MSC hat noch nicht genug – weiteres Wachstum angestrebt

Von Thomas P. Illes

Die Münzzeremonie der MSC Seaview in der italienischen Fincantieri Werft in Monfalcone nahm die Reederei zum Anlass, laut über noch weitergehende Expansionspläne nachzudenken. travelnews.ch war mit dabei.

Rund 9 Milliarden Euro investiert MSC Cruises bekanntlich in den nächsten zehn Jahren in bis zu elf neue Schiffe.

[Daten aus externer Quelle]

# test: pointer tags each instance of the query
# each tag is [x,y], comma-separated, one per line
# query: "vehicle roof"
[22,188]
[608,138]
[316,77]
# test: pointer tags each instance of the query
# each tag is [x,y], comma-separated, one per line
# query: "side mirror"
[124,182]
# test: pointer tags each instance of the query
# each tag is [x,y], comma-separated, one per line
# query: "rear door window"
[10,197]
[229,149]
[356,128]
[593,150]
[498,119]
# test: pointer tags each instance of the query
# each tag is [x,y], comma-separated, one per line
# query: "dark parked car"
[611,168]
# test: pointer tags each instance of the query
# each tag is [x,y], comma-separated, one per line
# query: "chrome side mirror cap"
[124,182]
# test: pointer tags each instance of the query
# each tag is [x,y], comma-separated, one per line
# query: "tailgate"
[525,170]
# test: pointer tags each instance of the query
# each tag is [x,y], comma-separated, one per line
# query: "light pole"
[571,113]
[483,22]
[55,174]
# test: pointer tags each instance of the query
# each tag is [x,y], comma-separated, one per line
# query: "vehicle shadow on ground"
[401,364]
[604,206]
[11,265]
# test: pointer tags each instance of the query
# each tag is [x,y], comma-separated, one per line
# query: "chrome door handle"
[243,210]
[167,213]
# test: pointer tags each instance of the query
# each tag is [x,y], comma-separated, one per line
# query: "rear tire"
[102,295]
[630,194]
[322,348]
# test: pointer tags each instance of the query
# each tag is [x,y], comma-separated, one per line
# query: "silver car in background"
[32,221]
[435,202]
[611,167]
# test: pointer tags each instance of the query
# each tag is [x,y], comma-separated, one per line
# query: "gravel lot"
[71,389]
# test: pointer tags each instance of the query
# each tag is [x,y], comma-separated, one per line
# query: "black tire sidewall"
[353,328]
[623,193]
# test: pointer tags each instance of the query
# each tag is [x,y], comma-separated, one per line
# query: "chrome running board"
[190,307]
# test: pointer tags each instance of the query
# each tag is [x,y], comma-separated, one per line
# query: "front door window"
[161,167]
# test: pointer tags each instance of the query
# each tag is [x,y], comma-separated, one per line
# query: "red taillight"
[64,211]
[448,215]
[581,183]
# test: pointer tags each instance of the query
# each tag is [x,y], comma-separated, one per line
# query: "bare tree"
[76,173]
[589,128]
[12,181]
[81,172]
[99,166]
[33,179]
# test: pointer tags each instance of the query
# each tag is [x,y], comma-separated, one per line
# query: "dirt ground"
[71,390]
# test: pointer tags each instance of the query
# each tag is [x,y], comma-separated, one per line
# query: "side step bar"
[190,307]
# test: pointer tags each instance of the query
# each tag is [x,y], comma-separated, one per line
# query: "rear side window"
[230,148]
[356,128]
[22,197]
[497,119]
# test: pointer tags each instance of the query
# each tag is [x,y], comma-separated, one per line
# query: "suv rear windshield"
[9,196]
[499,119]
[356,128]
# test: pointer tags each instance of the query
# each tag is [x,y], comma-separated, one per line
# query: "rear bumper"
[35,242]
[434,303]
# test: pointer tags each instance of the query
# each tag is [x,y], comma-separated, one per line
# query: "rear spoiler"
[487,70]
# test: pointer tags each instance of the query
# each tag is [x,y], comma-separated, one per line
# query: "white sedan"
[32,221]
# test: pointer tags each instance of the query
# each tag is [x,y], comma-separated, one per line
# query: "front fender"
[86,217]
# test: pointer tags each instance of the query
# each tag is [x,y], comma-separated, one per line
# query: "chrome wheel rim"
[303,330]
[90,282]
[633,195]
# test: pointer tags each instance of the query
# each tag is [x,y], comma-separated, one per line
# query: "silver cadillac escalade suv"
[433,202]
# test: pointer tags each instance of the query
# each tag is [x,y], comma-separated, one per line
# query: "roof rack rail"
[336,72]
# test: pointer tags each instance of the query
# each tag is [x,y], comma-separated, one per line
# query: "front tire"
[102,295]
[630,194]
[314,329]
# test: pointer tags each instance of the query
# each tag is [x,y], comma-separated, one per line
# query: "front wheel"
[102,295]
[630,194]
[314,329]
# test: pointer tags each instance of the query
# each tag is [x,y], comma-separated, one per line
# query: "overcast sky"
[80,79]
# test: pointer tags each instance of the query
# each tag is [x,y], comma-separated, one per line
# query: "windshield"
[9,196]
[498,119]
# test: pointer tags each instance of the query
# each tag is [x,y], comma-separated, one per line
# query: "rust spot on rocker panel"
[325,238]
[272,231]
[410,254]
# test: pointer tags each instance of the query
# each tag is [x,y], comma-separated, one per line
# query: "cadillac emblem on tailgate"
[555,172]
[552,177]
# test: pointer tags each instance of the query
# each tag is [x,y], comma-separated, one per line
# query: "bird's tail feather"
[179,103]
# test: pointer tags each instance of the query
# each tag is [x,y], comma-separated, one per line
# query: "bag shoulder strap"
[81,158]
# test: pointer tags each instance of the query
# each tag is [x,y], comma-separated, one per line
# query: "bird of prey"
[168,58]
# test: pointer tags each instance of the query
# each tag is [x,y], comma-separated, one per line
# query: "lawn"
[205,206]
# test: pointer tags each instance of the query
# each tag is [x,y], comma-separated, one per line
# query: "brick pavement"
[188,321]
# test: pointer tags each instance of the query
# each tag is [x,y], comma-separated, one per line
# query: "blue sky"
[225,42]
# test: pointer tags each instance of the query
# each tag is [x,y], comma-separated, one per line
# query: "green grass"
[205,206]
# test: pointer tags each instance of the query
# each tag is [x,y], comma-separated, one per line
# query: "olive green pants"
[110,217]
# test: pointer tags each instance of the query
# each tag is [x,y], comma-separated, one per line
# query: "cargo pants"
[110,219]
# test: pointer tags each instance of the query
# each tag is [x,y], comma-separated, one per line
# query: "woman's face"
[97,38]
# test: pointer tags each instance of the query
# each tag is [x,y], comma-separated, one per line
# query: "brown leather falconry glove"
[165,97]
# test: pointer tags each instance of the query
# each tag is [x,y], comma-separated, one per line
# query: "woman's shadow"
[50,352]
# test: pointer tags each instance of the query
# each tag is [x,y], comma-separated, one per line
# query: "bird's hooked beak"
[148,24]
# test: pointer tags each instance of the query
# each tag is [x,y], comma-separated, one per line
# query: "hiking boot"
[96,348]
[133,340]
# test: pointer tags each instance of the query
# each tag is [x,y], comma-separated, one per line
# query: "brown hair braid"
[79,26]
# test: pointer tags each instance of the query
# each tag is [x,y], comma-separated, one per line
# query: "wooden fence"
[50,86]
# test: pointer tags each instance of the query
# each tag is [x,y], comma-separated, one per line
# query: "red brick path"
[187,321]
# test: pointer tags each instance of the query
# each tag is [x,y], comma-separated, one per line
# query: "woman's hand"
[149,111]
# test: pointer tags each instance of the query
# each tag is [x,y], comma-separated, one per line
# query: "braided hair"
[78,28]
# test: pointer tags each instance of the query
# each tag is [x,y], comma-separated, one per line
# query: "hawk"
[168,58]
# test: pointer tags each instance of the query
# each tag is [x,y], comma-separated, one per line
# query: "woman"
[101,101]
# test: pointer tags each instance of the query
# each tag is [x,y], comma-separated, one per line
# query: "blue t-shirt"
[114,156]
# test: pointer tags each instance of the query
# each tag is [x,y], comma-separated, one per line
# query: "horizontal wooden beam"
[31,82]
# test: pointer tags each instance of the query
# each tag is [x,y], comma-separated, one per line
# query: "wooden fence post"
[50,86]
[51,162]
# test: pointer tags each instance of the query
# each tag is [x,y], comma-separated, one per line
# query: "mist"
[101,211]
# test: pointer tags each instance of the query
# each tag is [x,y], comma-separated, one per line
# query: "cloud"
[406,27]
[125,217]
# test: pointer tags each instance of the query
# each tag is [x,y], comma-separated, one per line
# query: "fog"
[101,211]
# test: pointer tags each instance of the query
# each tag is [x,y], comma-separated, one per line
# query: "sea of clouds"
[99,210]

Zwar handelt es sich hierbei noch nicht alles um Festbestellungen, doch Gianni Onorato, CEO MSC Cruises, liess vor versammelter Presse- und Vertriebsschar mit seiner Bemerkung, wonach «er in seiner Laufbahn noch nie erlebt habe, dass Optionen nicht eingelöst wurden», keine Zweifel aufkommen, dass es die italienisch-schweizerische Reederei ernst meint mit dem angekündigten fulminanten Ausbau der Flotte. Und Pierfrancesco Vago, Executive Chairman von MSC Cruises, bestätigte: «Bis 2026 werden wir eine Verdoppelung der bisherigen Schiffs- sowie Verdreifachung der Gästekapazität erreicht haben.»

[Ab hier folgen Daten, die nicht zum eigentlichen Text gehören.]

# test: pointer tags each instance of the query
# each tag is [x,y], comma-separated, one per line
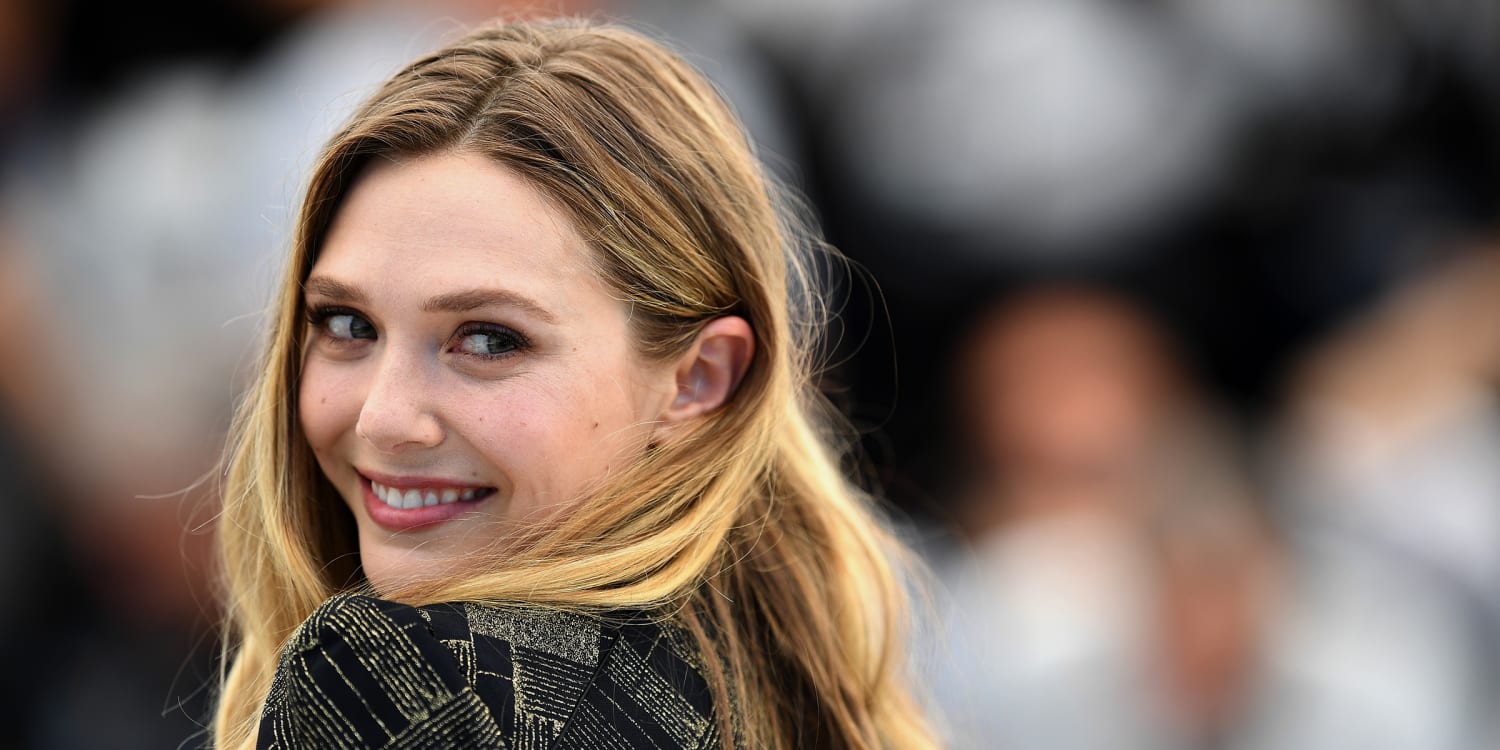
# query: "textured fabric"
[365,672]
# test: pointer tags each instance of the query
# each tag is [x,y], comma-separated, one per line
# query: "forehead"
[455,218]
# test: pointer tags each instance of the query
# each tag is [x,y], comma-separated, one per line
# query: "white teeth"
[416,498]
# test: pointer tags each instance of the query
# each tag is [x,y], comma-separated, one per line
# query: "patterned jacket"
[365,672]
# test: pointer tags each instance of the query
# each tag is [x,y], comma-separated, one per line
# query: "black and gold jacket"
[365,672]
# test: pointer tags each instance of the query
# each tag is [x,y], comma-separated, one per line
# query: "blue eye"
[347,326]
[341,324]
[489,341]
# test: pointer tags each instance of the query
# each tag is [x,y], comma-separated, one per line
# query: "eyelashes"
[344,327]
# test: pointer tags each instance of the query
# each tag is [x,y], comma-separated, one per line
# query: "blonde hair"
[740,528]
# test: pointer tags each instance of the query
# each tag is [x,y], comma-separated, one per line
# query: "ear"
[711,369]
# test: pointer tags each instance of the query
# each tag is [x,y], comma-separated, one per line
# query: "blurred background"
[1172,335]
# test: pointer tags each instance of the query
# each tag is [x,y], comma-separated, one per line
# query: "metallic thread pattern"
[371,674]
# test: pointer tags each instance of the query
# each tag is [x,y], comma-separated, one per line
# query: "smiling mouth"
[426,497]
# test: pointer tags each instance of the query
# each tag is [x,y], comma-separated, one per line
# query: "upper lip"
[410,482]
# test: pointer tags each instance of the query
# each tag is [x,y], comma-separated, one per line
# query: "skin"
[461,339]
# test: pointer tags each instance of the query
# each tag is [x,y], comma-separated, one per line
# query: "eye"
[341,324]
[488,341]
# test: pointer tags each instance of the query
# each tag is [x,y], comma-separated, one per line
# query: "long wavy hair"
[741,528]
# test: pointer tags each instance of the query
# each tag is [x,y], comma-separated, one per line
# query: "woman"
[534,450]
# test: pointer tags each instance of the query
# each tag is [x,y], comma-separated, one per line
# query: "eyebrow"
[464,300]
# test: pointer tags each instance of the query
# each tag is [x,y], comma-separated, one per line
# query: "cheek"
[552,443]
[326,407]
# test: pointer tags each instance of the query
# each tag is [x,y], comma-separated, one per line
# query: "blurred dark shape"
[1125,585]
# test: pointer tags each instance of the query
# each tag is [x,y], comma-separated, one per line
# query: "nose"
[398,413]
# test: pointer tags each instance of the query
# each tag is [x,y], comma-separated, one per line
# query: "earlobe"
[711,369]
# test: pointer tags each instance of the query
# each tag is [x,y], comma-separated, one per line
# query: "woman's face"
[467,371]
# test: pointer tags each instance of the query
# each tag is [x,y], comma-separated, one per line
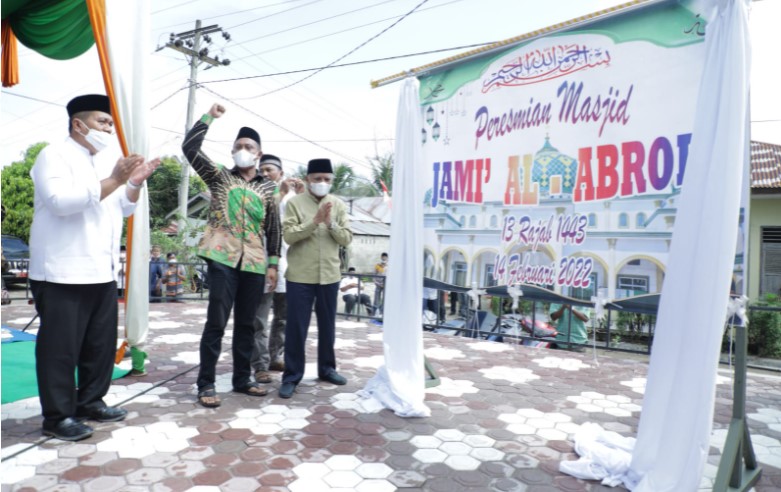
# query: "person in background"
[172,280]
[315,226]
[571,325]
[349,286]
[268,352]
[156,266]
[381,270]
[121,274]
[81,194]
[241,245]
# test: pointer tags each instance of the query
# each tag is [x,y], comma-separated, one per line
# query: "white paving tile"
[342,462]
[311,470]
[429,456]
[374,470]
[346,479]
[36,456]
[455,448]
[479,441]
[512,374]
[308,484]
[426,442]
[462,463]
[449,435]
[375,486]
[487,454]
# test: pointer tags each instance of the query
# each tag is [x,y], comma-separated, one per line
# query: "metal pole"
[184,185]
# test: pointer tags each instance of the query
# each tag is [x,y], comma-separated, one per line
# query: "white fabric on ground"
[399,384]
[675,423]
[604,455]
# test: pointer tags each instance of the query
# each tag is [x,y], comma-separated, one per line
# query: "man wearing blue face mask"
[315,226]
[241,245]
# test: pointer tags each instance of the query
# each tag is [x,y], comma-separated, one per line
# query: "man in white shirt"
[349,288]
[81,195]
[268,352]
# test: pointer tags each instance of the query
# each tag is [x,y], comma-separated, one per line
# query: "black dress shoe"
[68,429]
[105,414]
[334,377]
[287,390]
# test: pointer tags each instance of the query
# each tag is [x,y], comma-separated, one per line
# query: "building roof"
[765,165]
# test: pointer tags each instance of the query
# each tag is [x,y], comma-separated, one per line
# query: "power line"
[272,15]
[177,91]
[341,57]
[355,161]
[33,98]
[348,29]
[396,57]
[172,7]
[313,22]
[229,14]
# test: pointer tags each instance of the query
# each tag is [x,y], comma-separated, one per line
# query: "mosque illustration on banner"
[554,172]
[627,238]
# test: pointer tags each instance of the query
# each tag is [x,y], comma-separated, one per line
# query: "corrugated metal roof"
[369,228]
[765,165]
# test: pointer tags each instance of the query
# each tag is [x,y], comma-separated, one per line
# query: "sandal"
[252,389]
[208,398]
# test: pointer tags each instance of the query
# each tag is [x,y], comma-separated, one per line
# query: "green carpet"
[18,371]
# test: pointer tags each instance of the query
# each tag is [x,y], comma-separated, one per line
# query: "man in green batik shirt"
[243,226]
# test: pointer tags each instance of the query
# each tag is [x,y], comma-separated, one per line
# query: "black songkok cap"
[247,132]
[270,159]
[320,166]
[89,102]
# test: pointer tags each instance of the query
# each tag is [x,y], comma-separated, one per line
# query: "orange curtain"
[10,70]
[97,15]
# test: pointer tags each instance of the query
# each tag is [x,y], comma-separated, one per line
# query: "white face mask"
[319,189]
[244,159]
[98,139]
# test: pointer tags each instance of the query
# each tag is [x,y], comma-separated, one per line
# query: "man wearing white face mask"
[315,226]
[241,245]
[81,195]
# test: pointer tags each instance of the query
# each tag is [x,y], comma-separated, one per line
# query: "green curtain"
[58,29]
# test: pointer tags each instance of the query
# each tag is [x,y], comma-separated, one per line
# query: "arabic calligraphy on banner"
[559,162]
[544,64]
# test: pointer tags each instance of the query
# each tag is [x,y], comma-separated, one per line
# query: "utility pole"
[189,43]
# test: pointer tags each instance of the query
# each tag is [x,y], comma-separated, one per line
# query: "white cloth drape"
[128,34]
[676,420]
[399,384]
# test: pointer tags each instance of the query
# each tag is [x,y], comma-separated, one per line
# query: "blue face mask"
[319,189]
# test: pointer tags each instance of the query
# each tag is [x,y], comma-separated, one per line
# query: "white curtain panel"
[128,43]
[677,415]
[399,384]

Die ersten 7’000er am Horizont...

In Onorato’s Investitionsausblick fanden auch die vor einem Jahr bei der französischen Werft STX France, St. Nazaire bestellten, im Moment noch im Projektierungsstadium befindlichen vier hochinnovativen Schiffe (inklusive zweier Optionen) mit Flüssigerdgasantrieb (LNG) der «World Class» Generation Erwähnung. Mit einer Bruttoraumzahl von 200'000 BRZ sollen diese die grössten umweltfreundlich(ere)n Kreuzfahrtschiffe auf den Weltmeeren werden. Aber auch in Sachen Passagierkapazität wird an einer neuen Rekordmarke gekratzt: Bis zu 7'000 Gäste werden die neuen Schiffe, wovon das erste 2022 in Dienst gestellt werden soll, beherbergen können. Der bisherige Rekordhalter, Royal Caribbean’s Harmony of the Seas (6.780 Pax), wäre damit entthront.

Appetit auf mehr

Das aber soll, wie Vago nun durchblicken liess, noch nicht das Ende der Fahnenstange sein. Bei seiner Festansprache blickte er kurz aber bedeutungsvoll zu Giuseppe Bono, CEO von Fincantieri, dankte ihm und der Werftbelegschaft für die bisherige gute Zusammenarbeit und meinte dann: «Peppino, mein Freund, wir möchten noch mehr und grösser bauen!» Konkreter wurden die beiden (noch) nicht, doch bereits am Vorabend liess im Gespräch mit travelnews.ch auch Achille Staiano, Head of Sales MSC Cruises, verlauten, dass man da, zumindest was die Anzahl der Schiffe betrifft «noch einiges mehr in Planung hätte...».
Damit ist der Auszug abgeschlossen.